North Korean cyber threat actors, linked to the ongoing Contagious Interview campaign, have intensified their activity within the npm ecosystem by distributing additional malicious packages that deploy the BeaverTail malware along with a new remote access trojan (RAT) loader. The latest malicious samples have been designed with advanced obfuscation techniques to evade detection, utilizing hexadecimal string encoding, as noted by Socket security researcher Kirill Boychenko.
Before their removal, the malicious packages, which included names such as empty-array-validator and dev-debugger-vite, were collectively downloaded over 5,600 times. This disclosure comes almost a month after a previous set of npm packages was identified as distributing the BeaverTail malware, a JavaScript stealer capable of facilitating further cyber intrusions.
The primary motivation behind this ongoing campaign appears to be the infiltration of developer environments under the pretext of job interviews. The attackers aim to extract sensitive data, siphon financial information, and maintain prolonged access to compromised systems. Among the packages, some were found to link to Bitbucket repositories, indicating a strategic choice by the attackers to utilize lesser-known platforms for their nefarious activities.

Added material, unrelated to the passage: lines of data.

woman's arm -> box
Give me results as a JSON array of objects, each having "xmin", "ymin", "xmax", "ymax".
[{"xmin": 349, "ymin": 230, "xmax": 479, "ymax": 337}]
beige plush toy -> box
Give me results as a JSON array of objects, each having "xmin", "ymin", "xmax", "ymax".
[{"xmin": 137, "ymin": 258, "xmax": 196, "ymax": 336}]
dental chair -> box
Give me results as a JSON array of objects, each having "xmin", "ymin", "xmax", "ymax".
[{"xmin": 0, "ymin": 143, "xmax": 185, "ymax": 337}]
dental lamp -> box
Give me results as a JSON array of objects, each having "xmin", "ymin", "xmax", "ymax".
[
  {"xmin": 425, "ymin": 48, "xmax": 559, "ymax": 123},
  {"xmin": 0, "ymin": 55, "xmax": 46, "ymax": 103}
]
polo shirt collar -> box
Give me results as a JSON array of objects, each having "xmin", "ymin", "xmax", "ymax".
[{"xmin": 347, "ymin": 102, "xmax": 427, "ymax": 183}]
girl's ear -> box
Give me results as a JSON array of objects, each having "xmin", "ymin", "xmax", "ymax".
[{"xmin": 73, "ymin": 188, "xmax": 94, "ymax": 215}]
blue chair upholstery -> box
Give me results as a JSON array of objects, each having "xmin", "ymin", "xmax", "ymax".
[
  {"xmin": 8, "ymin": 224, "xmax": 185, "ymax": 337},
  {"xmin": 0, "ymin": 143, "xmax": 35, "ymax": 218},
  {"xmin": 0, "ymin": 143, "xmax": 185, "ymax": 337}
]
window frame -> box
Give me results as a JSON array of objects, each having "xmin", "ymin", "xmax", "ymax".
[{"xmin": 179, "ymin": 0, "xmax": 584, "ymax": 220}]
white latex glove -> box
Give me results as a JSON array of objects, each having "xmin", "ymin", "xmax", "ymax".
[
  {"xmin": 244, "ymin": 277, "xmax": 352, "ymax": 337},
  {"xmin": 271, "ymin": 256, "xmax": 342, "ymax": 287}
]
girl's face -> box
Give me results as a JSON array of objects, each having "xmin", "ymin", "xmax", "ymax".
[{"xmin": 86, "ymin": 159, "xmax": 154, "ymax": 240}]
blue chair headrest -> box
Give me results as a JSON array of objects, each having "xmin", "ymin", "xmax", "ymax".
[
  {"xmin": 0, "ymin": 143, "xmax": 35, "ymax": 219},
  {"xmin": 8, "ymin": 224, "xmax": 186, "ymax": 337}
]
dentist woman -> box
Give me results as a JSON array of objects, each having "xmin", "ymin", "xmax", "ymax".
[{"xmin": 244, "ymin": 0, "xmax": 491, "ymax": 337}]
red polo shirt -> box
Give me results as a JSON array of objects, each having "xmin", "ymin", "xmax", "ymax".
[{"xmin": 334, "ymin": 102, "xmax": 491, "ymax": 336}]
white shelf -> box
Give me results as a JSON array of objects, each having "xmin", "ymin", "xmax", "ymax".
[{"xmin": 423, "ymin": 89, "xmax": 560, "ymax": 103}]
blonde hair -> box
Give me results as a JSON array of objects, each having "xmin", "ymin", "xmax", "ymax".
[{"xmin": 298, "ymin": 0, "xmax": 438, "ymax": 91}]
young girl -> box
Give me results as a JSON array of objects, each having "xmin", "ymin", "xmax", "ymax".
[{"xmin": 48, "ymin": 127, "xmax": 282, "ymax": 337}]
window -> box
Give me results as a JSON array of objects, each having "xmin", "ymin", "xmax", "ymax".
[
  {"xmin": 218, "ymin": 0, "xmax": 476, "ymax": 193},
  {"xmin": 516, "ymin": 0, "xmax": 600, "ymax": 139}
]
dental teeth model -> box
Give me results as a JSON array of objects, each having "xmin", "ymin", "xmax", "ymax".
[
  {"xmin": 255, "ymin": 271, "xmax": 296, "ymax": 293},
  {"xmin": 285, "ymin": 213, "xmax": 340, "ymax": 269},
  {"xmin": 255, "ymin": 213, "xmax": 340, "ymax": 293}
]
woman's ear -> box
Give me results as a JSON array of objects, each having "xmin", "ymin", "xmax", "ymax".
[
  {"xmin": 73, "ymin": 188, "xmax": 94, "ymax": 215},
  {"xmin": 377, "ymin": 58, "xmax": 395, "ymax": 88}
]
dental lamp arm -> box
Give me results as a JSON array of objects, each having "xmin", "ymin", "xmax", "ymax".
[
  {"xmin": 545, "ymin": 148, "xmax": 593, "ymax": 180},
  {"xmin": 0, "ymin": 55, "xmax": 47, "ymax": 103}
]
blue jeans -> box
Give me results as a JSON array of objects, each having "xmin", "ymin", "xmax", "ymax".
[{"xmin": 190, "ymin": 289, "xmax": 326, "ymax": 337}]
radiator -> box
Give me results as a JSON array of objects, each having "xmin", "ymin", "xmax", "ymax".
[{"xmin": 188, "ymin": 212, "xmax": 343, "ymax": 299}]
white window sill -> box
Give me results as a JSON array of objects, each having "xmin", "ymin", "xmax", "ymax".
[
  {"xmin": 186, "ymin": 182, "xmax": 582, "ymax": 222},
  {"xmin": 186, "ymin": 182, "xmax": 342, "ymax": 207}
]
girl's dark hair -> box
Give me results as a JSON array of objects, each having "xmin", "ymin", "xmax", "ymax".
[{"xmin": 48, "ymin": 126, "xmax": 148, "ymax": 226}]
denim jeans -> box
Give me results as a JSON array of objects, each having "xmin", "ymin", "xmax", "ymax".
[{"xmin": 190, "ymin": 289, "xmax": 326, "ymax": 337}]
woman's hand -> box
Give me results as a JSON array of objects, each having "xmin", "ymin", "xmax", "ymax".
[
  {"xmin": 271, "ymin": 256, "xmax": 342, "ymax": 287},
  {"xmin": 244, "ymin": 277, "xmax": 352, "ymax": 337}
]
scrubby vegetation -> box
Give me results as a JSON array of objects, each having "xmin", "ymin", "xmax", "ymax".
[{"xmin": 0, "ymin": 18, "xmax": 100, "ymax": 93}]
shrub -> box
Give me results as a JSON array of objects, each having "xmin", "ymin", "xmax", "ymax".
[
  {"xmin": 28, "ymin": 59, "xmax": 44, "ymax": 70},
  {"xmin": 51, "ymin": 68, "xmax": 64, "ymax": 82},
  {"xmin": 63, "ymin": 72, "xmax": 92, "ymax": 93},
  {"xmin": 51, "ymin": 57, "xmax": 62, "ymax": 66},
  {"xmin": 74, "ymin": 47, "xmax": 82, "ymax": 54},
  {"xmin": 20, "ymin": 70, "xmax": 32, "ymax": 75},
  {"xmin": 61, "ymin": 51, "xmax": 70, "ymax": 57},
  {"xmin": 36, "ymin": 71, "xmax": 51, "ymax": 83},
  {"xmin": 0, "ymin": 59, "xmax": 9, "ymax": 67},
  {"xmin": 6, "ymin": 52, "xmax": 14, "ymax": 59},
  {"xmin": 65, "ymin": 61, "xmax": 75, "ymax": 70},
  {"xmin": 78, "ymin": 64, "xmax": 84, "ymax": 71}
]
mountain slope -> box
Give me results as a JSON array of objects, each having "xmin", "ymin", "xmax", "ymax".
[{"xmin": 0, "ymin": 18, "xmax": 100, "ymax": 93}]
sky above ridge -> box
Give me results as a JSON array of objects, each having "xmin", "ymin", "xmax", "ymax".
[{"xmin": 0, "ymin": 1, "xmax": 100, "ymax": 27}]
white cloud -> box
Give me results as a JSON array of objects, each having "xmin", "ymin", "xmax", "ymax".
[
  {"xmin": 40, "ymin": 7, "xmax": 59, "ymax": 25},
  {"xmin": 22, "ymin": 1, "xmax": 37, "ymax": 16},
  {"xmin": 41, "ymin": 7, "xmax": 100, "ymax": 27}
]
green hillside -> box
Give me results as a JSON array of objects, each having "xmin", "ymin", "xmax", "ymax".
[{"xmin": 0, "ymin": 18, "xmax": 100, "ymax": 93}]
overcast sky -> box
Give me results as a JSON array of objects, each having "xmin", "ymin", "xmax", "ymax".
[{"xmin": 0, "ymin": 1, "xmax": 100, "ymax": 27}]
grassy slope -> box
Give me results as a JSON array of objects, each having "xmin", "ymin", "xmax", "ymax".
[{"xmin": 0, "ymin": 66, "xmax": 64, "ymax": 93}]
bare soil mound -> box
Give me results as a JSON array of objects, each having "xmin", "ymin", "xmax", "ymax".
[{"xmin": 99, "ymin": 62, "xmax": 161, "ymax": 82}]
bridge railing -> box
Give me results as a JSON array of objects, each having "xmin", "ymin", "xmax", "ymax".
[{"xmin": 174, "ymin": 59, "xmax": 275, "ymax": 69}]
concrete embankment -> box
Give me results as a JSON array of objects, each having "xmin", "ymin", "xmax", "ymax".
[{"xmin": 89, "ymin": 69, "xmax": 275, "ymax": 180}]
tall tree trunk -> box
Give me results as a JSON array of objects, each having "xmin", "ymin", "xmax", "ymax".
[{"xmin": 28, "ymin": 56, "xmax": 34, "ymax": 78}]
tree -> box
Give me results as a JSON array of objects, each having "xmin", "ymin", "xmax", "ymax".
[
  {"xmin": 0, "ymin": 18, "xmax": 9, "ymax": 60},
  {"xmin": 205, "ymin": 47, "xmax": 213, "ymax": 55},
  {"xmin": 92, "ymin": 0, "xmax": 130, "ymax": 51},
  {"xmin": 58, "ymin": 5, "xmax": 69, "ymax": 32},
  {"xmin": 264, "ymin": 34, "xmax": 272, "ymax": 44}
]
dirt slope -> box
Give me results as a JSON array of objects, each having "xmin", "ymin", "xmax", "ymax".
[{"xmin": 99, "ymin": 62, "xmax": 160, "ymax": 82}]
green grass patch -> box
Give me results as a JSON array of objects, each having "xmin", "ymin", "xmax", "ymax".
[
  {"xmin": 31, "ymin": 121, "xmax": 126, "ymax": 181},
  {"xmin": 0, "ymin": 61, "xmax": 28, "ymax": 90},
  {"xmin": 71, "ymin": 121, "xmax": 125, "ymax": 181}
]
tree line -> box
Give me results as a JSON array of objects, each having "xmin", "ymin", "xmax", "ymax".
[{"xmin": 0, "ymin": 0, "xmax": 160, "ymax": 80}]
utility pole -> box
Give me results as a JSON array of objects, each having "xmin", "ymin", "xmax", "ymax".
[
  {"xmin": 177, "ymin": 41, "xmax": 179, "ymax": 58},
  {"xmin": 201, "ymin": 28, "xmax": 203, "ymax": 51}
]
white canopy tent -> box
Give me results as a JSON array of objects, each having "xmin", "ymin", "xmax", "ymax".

Security analysis has revealed that the malicious code within certain npm packages acts as a RAT loader, fetching additional payloads from remote servers. The persistence and adaptability of the Lazarus Group, as they continue to deploy new malware variants while reusing existing components, highlights the evolving landscape of cyber threats and the ongoing risks associated with such attacks. As cyber security firms investigate these malicious tactics, experts urge users to remain vigilant against potential phishing attempts masquerading as legitimate job opportunities.